Analyst Stuart Hensel of the London-based Economist Intelligence Unit (EIU) says the U-turn was prompted more by pragmatism than by an ideological change of heart. He says Russia wasn't proving to be the ally the Communists had hoped for in 2001:

"They (the Communists) came to power thinking they could get a lot more out of that [relationship with Moscow] and have been dismayed by how little they've gotten. They think Russia's been very uncooperative and unhelpful in solving the Transdniester issue, so I think that's led to a lot of disappointment over Russia. And then I think there's also a growing sense amongst the Communists that Moldova actually has a lot to gain through a closer partnership with Europe. They've begun to see that there is a lot of potential there and that they should maybe pursue that as a more beneficial partnership than the Russian one," Hensel says.

Years of negotiations between Chisinau and Transdniester have been held under the auspices of the Organization for Security and Cooperation in Europe, Russia, and Ukraine.

But no breakthrough is in sight.

Part of the reason is Voronin's outright rejection of Tiraspol's independence claims and his call for the withdrawal from the region of Russia's 1,500 troops.
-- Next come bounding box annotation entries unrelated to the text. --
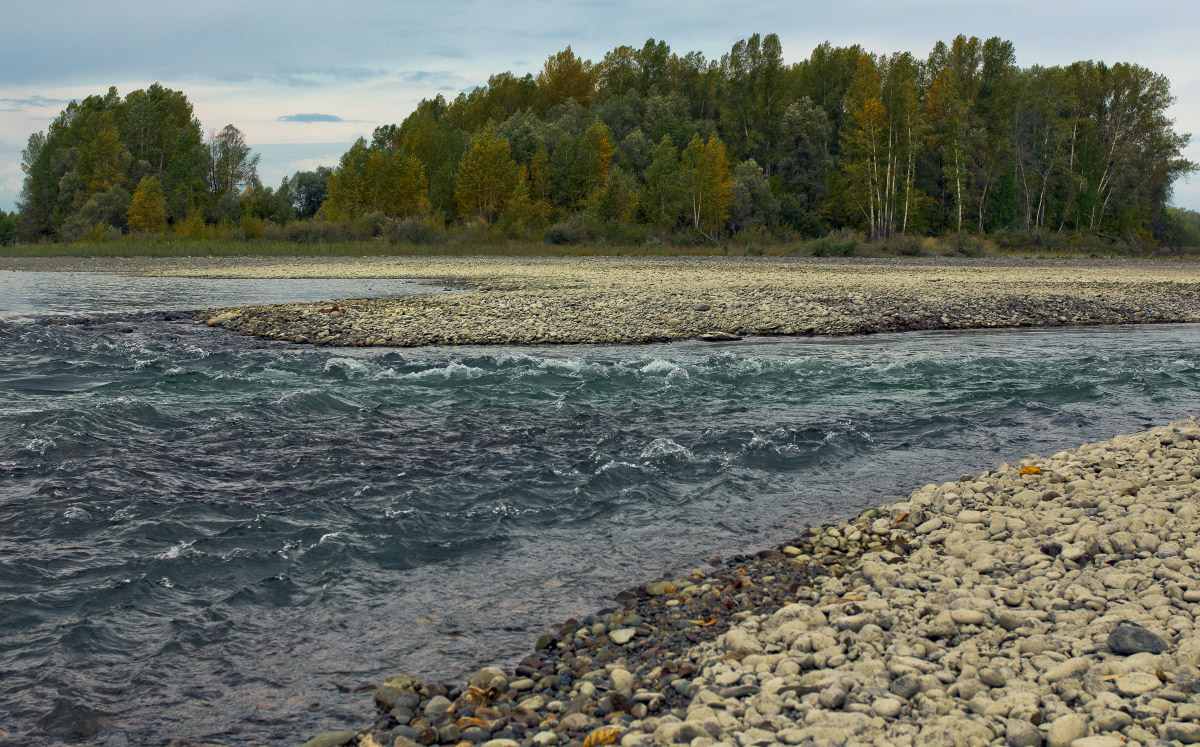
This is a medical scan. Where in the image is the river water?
[0,273,1200,746]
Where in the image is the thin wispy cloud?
[280,114,346,122]
[0,95,70,112]
[270,67,389,88]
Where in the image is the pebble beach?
[175,258,1200,347]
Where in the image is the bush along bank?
[306,418,1200,747]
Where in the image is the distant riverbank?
[7,257,1200,347]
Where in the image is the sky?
[0,0,1200,210]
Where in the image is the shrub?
[384,216,450,244]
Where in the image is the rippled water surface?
[0,272,1200,745]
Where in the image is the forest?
[11,34,1200,249]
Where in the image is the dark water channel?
[0,273,1200,746]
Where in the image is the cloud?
[0,95,71,112]
[280,114,346,122]
[0,163,25,213]
[270,67,389,88]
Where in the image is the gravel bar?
[306,418,1200,747]
[0,257,1200,347]
[177,258,1200,347]
[7,257,1180,347]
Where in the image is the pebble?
[1046,713,1087,747]
[1108,622,1168,653]
[608,628,637,645]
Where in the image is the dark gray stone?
[301,731,356,747]
[888,675,920,700]
[1109,622,1169,655]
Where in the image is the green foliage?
[18,34,1196,253]
[19,83,258,240]
[128,175,167,233]
[0,210,19,246]
[455,129,517,225]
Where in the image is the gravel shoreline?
[0,257,1200,347]
[177,259,1200,347]
[306,418,1200,747]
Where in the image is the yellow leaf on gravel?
[583,727,620,747]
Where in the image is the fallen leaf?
[583,727,620,747]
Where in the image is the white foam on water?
[155,539,196,560]
[595,459,642,474]
[401,361,487,381]
[638,358,688,375]
[640,438,696,461]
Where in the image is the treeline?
[11,34,1196,246]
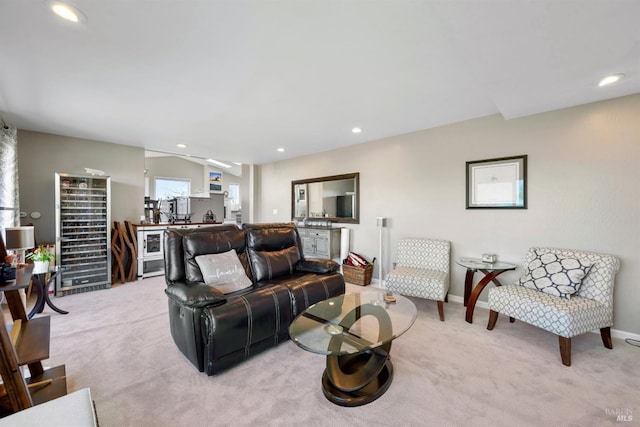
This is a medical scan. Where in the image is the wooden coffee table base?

Signaling his turn away from Moscow, the Moldovan leader last year called for U.S. and EU intervention in the talks, and for international peacekeepers to replace the Russian troops.

Moldova has also made overtures to its western neighbor Romania -- which is set to become an EU member in 2007. Voronin early this year called for Bucharest to join the Transdniester talks.

The European Union has made clear that Moldova and other countries in the region have no immediate prospects for membership in the bloc.

But the EU has offered incentives to countries like Moldova, Ukraine, and Georgia in order to keep their attention focused toward the West.

Brussels in 2004 launched its European Neighborhood Policy Action Plan. The plan aims to improve economic and political cooperation between the EU and its neighbors to the east. It also increased the EU's financial assistance to the region.

The EU this year also appointed a special representative for Moldova.

Analyst Marius Vahl of the Brussels-based Center for European Policy Studies says the EU has much to offer Moldova:

"The EU can offer things other than membership. And first of all, even membership in the medium term for Moldova would be entirely unrealistic -- because if you want to become a member of the EU, you need to adopt all its rules, and that is a job that Moldova, even in the best of cases, would not be able to do in the medium term. But there are a lot of other things that are on offer: the EU has been quite active in helping them in the de facto [economic] blockade against Transdniester, trying to get the Ukrainians to cooperate. And then the basic economic assistance is going to increase a lot, it's going to be an opening for Moldovan participation in EU programs, liberalization of trade, etc.," says Vahl.

EIU analyst Hensel says Moldova may have hopes in the long term of joining the EU -- but only after a profound economic transformation. He says Moldova's Communist government has a long way to go in order to prove it is truly committed to Western-style reform:

"They have had trouble translating their EU commitment from a purely rhetorical one to one that they're actually matching with concrete achievements. I think the lack of political reform, the lack of media reform, some of the very basic things they've committed to with the EU, they've been very reluctant to introduce. And that obviously raises the concern that they've still not yet realized that any actual progress towards EU integration requires much more concrete actions than they've taken in the past," Hensel says.

Hensel says there is reason for cautious hope that the Communists' second term in power could lead toward reforms. Voronin and his party colleagues, after all, have learned they can win elections on a pro-EU platform.